Sbiancamento dentale

Lo sbiancamento dentale è una procedura che permette di migliorare il colore dei denti, rendendoli sensibilmente più bianchi. Si attua in caso di richieste di tipo “cosmetico” da parte del paziente oppure per risolvere vere e proprie discromie dovute a patologie sistemiche o a terapie con alcuni tipi di antibiotici (tetracicline. Soprattutto in passato) oppure ancora a terapie odontoiatriche di tipo endodontico (che possono rendere grigiastro il dente per la mancanza di tessuto vitale al suo interno). I prodotti utilizzati per lo sbiancamento contengono principalmente perossido di idrogeno e perossido di carbammide, impiegati in varie concentrazioni a seconda della tecnica che si vuole utilizzare e delle esigenze del paziente. Lo sbiancamento funziona grazie alla liberazione di ossigeno da parte del perossido di idrogeno o di carbammide nel momento in cui il prodotto viene posto in contatto con i denti.

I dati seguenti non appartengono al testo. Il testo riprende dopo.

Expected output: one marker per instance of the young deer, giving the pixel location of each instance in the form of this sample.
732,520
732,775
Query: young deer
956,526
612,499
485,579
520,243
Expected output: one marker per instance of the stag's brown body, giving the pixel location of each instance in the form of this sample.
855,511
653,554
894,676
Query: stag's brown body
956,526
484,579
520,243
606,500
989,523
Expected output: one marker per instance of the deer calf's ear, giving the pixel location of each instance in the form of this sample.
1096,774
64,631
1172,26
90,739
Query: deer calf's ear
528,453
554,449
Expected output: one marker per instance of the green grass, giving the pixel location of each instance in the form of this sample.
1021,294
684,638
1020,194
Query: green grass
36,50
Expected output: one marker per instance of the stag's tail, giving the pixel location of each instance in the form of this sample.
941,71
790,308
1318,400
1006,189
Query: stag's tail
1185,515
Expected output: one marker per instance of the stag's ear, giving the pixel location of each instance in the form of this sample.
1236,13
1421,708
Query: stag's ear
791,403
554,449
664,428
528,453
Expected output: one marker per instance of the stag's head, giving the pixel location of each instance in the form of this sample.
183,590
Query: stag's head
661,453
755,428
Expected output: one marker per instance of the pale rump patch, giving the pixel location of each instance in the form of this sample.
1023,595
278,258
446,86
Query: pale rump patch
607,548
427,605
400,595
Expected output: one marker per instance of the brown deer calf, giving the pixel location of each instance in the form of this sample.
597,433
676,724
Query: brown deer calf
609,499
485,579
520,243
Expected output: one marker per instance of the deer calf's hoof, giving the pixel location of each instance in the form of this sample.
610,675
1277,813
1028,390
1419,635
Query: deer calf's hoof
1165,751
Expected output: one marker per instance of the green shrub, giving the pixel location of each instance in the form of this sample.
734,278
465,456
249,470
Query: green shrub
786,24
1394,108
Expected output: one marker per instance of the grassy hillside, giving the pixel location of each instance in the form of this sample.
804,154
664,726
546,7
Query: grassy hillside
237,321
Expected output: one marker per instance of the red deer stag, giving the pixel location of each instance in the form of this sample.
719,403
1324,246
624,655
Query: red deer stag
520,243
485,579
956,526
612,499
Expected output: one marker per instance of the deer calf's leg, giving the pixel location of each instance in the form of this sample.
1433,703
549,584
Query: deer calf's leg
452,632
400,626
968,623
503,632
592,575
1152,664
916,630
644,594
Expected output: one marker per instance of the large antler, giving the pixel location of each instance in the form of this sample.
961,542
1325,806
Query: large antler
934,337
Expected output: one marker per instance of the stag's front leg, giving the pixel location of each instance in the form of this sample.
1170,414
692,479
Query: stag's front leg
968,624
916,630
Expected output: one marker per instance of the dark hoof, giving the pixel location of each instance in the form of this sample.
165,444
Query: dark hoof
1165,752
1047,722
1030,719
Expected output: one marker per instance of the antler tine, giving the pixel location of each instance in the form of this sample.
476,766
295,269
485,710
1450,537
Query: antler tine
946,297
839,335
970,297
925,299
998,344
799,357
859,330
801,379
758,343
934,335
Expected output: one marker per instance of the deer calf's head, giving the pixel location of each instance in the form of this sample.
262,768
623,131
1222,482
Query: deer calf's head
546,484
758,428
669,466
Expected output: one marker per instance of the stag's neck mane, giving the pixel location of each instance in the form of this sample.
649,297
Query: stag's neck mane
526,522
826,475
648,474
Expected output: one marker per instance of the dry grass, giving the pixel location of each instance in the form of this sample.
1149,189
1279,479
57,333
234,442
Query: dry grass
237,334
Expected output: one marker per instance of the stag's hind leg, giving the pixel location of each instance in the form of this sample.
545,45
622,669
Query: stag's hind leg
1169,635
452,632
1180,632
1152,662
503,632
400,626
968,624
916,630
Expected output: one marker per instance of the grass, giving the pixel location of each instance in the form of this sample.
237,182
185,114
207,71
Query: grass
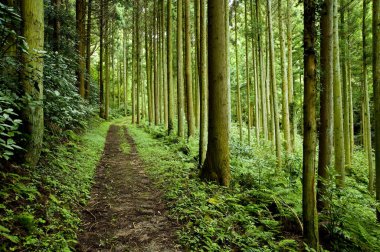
262,209
39,208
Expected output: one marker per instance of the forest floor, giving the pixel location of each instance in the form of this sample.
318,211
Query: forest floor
126,211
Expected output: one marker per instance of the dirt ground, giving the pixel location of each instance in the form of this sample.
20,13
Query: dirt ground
126,212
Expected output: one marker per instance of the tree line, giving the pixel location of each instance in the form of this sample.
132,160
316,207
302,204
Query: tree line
196,67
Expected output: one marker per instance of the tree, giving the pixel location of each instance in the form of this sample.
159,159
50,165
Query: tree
376,91
203,84
188,80
180,91
326,100
217,162
285,87
32,13
169,55
88,50
337,100
273,86
309,210
366,113
81,44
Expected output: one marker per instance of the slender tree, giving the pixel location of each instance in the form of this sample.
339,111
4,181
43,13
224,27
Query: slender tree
32,13
309,209
284,79
376,91
338,108
273,85
88,50
188,80
203,84
326,100
217,162
180,91
366,113
81,43
169,54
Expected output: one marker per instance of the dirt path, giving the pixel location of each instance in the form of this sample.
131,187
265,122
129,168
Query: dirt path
126,211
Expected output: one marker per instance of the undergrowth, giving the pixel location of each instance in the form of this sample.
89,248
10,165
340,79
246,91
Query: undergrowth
39,208
262,209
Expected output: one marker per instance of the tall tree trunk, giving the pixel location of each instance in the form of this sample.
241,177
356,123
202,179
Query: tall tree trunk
247,73
238,95
88,51
57,25
32,13
101,54
366,113
338,113
81,43
285,87
203,84
292,117
376,91
261,68
125,70
217,163
326,101
180,91
169,54
188,81
274,86
346,108
107,61
138,63
309,209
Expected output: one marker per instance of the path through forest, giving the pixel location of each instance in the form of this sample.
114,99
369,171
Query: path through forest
126,212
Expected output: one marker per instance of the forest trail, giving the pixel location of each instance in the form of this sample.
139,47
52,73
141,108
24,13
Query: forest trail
126,212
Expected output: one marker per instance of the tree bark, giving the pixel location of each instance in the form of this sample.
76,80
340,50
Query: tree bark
326,101
217,163
376,91
32,13
309,210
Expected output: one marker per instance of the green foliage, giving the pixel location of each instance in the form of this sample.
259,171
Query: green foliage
9,126
64,108
40,209
246,216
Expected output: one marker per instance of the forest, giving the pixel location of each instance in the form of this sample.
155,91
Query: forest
179,125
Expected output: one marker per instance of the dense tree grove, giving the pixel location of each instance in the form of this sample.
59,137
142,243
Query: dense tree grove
275,96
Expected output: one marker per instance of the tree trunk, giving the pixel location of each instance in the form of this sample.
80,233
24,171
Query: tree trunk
376,91
180,91
32,13
188,80
366,113
338,113
217,163
274,86
81,43
169,54
292,118
247,73
326,102
285,87
203,84
309,210
238,95
101,54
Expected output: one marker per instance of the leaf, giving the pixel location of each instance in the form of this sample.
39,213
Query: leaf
4,229
12,238
213,201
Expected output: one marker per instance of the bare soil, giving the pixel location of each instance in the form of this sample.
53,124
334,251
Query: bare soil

L’azione dell’ossigeno permette di disgregare le molecole dei pigmenti presenti sui denti. Questa azione avviene solo sui denti naturali, non su manufatti protesici o su otturazioni e soprattutto non è definitiva; per ottenere lo stesso tipo di vantaggio a lungo, il trattamento dovrà essere ripetuto nel tempo. Lo sbiancamento dentale può essere effettuato in 2 modi: presso lo studio dentistico o in modo domiciliare.

Nel primo caso viene utilizzato il prodotto ad alta concentrazione (circa il 40%) che viene applicato per un tempo di circa un’ora direttamente in studio da parte dell’igienista dentale. La tecnica deve essere ripetuta più volte e può essere associate all’uso di lampade che velocizzano l’azione del prodotto.

Nel secondo caso il trattamento è svolto a livello domiciliare direttamente dal paziente previa preparazione da parte dell’odontoiatra di mascherine personalizzate con la presenza sulla superficie esterna di “bolle” all’interno delle quali poter posizionare il prodotto a concentrazione più bassa (10-16%). Il paziente deve tenere in bocca le mascherine circa 8 ore (si consiglia il posizionamento notturno) tutti i giorni per almeno 15 giorni in base al tipo di discromie presenti.

Lo sbiancamento dentale è una pratica sicura per i pazienti, non altera o rovina lo smalto dei denti e permette una predicibilità elevata. Tutto questo però è possibile seguendo le indicazione del proprio odontoiatra ed utilizzando prodotti certificati.

Possibili effetti collaterali sono:
ipersensibilità dentinale e lievi ustioni chimiche della gengiva. La sensibilità aumentata, più o meno lieve, è assolutamente reversibile nel giro di pochi gironi e può essere attenuata con l’applicazione topica di fluoro o nitrato di potassio (desensibilizzanti) ed evitando per qualche tempo cibi o bevande troppo calde o fredde e cibi acidi. Altro effetto (sempre momentaneo) che può presentarsi è quello di percepire lievi scossette caratterizzate da lievi sensazioni quasi di ustioni sugli elementi sbiancati.